Wuz up yall??????????


----------



## chicken (Mar 21, 2005)

Hey Biff,

Good to see you back in the racing scene. Between your work and our soccer, I don't ever see y'all .


----------



## Gary (May 21, 2004)

Back when I used to race before, I was a salaried employee. Rarely had to work OT. Now that Im hourly again my regular shedule is 58 hours.  But I make more money, so it aint all bad. I dont work on Sudays though.

*HINT HINT! *


----------



## cjtamu (Sep 22, 2004)

Wazzup Chicken. I haven't seen you since last time I raced at Fastrak. Might try to sneak out there this weekend, see how the schedule goes.


----------



## Smiley (Feb 2, 2005)

Fastrak will be club racing this saturday, April 2nd @ 3:00. $25 shop bucks to first in all classes! We will also be running electric as well.


----------



## cjtamu (Sep 22, 2004)

Smiley, can I borrow your speedo? LOL.


----------



## Gary (May 21, 2004)

I got one Chris. You can use it.


----------



## Smiley (Feb 2, 2005)

I forgot that you had fried yours!!!! Bummer. If you reall need one, i've got one.


----------



## cjtamu (Sep 22, 2004)

Thanks fellas. We'll see what happens. Lajuan is the race director for a run next week, which means that I'm essentially the co-race director, LOL. Gonna try and sneak out and do something Saturday but I probably won't know for until Sat AM. I think I have a line on a barely used LRP 7.1 which is what I want. The bummer is, I got PO'd and threw that GM on the table and I think somebody swiped it. I can't find it in my pit boxes, so I can't send it back.

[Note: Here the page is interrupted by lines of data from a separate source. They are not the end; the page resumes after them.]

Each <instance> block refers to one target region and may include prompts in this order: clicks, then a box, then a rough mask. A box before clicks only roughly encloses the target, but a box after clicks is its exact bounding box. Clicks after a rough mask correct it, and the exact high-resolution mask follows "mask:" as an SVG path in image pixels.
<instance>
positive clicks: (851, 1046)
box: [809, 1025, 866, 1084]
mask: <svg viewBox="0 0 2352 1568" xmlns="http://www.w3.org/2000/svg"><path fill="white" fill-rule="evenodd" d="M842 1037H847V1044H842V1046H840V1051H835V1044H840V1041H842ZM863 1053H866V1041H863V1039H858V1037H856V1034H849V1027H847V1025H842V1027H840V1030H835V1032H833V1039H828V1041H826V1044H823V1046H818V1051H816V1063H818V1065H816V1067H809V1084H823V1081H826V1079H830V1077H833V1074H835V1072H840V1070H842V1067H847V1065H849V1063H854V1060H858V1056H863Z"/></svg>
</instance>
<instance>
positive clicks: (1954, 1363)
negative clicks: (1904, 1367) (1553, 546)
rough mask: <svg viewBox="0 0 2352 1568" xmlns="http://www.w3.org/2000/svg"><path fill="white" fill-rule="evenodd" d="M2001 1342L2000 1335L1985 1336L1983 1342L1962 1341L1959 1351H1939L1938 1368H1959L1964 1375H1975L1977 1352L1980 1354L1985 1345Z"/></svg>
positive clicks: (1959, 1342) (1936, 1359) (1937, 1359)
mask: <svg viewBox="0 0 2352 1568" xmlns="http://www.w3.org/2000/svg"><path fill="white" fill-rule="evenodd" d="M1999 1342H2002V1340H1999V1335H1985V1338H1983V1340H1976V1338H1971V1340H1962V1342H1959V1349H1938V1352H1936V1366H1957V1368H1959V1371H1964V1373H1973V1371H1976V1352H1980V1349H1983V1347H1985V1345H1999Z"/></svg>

My consolation is they they're in for a big surprise when they plug in the battery and their car flies off the table. I have a couple other speedos I can run, but I have a glitching prob I need to address first. May be the RX, need to swap and see and I just haven't had time. It's softball season ya know.


----------



## Jason G (Dec 12, 2004)

hey smelly, make sure your ready to race this week cause im going to win the 25 and make it look easy!!


----------



## Jason G (Dec 12, 2004)

Man I Can Talk Trash


----------



## Smiley (Feb 2, 2005)

Sure Jason! L8r


----------



## Gary (May 21, 2004)

Ill take $5 on Smiley.


----------



## KevinLRC (Jul 30, 2004)

I'll be there for the race tomorrow.


----------



## Smiley (Feb 2, 2005)

See ya tomorrow Kevin!


----------



## Freshwaterman (May 21, 2004)

smiley......wanna go back to La. this weekend? let me know if ya do. u got my cell number

L8
ronnie


----------